In October 2017, for example, US imports of Saudi crude averaged 563,000 b/d, lowest since November 1987 and well below the monthly peak of 2.24 million b/d in May 2003, according to the US Energy Information Administration. US imports of Saudi crude averaged 943,000 b/d in 2017, the lowest annual average since 1988, when the US imported 911,000 b/d.

Bob McNally, president of the Rapidan Group and a former White House energy advisor, said Salman will come to the White House with a "long list" of topics to discuss. This includes Iran, Saudi nuclear plants, the Saudi Aramco IPO, and Saudi investments in the US, including investments in the energy sector.

McNally said he doubted direct oil market issues would arise given the current, relative stability of crude prices.

"Oil just isn't high on the list of priorities these days, not like it was five or 10 years ago," said Reed.

Similarly, David Goldwyn, president of Goldwyn Global Strategies and the State Department's special envoy and coordinator for international energy affairs from 2008 to 2011, said he doubted there would be much, if any, talk of shale or the oil market.

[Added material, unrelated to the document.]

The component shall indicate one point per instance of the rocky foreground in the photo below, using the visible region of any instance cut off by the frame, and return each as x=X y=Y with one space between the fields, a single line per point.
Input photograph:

Goldwyn said that US support for Saudi Arabia's nuclear energy program, standards for overseas nuclear technology sales and, potentially, the Aramco IPO, may all be discussed.

IRAN DEAL

Salman's meeting with Trump will take place a week after Trump fired Rex Tillerson as secretary of state and named CIA Director Mike Pompeo his replacement.

Tillerson, the former CEO of ExxonMobil, has pushed for the US to stay in the Iran nuclear deal, but Pompeo has been a harsh critic of the deal.

May 12 is the next deadline for the US to waive oil-related sanctions on Tehran as part of the Joint Comprehensive Plan of Action. Trump has said he would refuse to authorize that waiver again if the US Congress and European partners do not "fix" terms of the nuclear agreement.

Wald said Friday that she expects the Iran deal to be "front and center" in the meeting between Trump and Salman Tuesday.

The deal was aimed at preventing Iran from developing nuclear weapons, which Salman discussed in an interview with "60 Minutes," scheduled to air Sunday.

"Saudi Arabia does not want to acquire any nuclear bomb, but without a doubt, if Iran developed a nuclear bomb, we will follow suit as soon as possible," Salman said in the interview, according to an excerpt released by CBS this week.